Panic punches through me. This tribe is all I have. “You sound like a weakling,” I say savagely.
Aksel’s fists clench, but he relaxes again as he takes in my sweat-sheened face. “I don’t like it any better than you do, but some are already talking about taking their andeners and striking out on their own. Such a big settlement, with so few warriors to guard it . . . They think it might be safer if they head to the northwest. Or the south.”
“Toward Vasterut?”
“Chieftain Nisse might take us in.”
“Or he might skin us alive and turn our hides into saddles.” I scoff. “He’s a snake, and a poisonous one at that! We may have suffered losses, but we are not defeated. Why should we crawl to him as if we were?”
Sander clenches his jaw and tosses a stone into the fire, sending sparks into the air. “Because we might not survive the winter if we don’t!” He gestures angrily outside, where a group of andeners, nearly all women, are beating their breasts and howling at the sky, while their rag-footed children watch with solemn eyes from inside the shelters. “We have herds of horses but no riders! We have thousands of mouths to feed but no raiders to plunder!”
Aksel stares out the shelter door. “Thyra thinks we should stay put, use our cached supplies for the winter, and plant in the spring. Like a bunch of farmers! She sounded like an andener. Several warriors walked out of the meeting.”
“Including the two of you.” Now I understand why they’re here, why Thyra isn’t.
Sander nods. “We couldn’t stomach it.”
“You must have misunderstood what she was suggesting,” I say. “We’re Krigere, and she knows that.” We don’t root ourselves in the earth—we rule it, taking what we want when we want.
Aksel shakes his head, pushing tangled locks off his brow. “She wants to be a sheep, not a wolf.”
Sander’s eyes narrow. “You know this, Ansa. You just don’t want to see it.”
He’s pulling on the tiny voice of doubt inside me, and I hate him for it. “Are you just lashing out because we witnessed your despair and pathetic weakness after the battle?”

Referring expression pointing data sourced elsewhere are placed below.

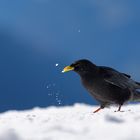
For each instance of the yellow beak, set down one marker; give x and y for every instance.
(68, 68)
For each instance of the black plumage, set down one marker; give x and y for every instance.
(108, 86)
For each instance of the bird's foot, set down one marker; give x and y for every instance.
(97, 110)
(119, 111)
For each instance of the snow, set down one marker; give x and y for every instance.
(71, 123)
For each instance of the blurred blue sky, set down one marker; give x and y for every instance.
(37, 34)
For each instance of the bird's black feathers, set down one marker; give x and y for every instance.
(105, 84)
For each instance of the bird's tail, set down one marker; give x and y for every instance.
(136, 96)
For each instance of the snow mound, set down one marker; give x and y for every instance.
(71, 123)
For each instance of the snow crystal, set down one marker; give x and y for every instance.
(71, 123)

Sander gives Aksel an uneasy sidelong glance. “My weakness was momentary. Thyra’s is part of who she is. She has no thirst for blood. The others see it. You would have walked out too, if you’d heard what she was suggesting. Whatever you are, Ansa, you’re not a sheep.”
I bare my teeth. “The first intelligent thing you’ve said since coming in here. But Thyra has my loyalty and my blades.” My cheeks heat. “As soon as I earn myself some new ones,” I mutter.

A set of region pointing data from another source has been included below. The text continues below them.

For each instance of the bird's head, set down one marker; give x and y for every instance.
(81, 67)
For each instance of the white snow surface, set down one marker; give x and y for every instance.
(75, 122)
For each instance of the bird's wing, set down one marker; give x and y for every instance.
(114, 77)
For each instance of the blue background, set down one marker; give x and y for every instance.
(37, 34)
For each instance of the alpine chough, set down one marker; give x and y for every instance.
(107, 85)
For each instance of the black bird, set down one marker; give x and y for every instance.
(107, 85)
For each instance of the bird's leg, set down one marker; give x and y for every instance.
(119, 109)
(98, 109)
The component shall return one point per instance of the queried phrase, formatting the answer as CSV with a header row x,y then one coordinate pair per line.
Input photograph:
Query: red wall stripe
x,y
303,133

“You won’t have to earn them,” Aksel says, his broad face sagging with sadness. “We’ve lost nineteen out of twenty warriors, and many of them will have left weapons behind.”

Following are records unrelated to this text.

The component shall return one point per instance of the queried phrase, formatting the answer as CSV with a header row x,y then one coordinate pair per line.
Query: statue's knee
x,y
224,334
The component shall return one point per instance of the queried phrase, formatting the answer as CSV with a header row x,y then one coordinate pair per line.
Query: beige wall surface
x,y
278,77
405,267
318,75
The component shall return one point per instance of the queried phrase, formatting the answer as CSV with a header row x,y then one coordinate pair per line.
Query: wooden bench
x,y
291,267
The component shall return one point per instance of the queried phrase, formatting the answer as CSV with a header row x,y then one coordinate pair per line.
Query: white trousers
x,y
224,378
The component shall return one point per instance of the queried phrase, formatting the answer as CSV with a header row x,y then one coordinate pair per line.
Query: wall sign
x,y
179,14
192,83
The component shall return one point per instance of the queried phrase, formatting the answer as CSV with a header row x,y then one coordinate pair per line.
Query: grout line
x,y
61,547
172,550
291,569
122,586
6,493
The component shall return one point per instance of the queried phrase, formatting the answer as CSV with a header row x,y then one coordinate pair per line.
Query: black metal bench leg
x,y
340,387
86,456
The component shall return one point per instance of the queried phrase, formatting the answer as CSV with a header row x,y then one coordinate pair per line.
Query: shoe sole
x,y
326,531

The thought of all those blades, made for vital, ferocious men and women who died scared and helpless, feels like a ball of ice in my gut. I hunch over it, my eyes stinging.
Aksel curses. “My teeth are going to chatter right out of my skull. I’m going to get more wood for the fire.” I listen to the shuffle of his feet as he heads out.
“It would be warmer if we were in here with all our brothers and sisters,” Sander says to nobody in particular. “The least we can do is honor their memories instead of pissing on them.”
“Now honoring the dead is important to you?” The crackling roar of the fire matches the rush of irritation through my veins. I jerk my head up. “One more nasty little insinuation about Thyra and I’ll tear your throat out.” The fire is burning so high that it’s blackening the thatch above our heads, but it wanes as I slump, as if it somehow knows my mood. “I won’t believe a thing you’ve said until I speak with Thyra myself,” I say, suddenly tired.
“Fair enough.” Sander eyes the fire, then glances at me. “You don’t look well, Ansa.”
I lay my blanket along the edge of the fire and sink onto it. “I’m fine. Just tired. Aren’t you?”
“I am. But . . .” Our eyes meet. “I wasn’t struck by lightning.”
“Obviously I survived. So obviously it wasn’t lightning.”
“Your eyes glowed like lanterns. Your body arched up like it was about to snap in half. The light was so bright I was nearly blinded.” He makes an impatient noise as he lies down on the other side of the fire. “If it wasn’t lightning, what was it?”
I am so sleepy that I barely hear him. “Doesn’t matter now,” I mumble. I had wanted to stay awake until Thyra returned, but I can’t. Exhaustion is pulling me under its waves. I sink into blackness, happy for the temporary respite from the memories of shattered ships and thrashing limbs and Lars’s burning body lost in the fire.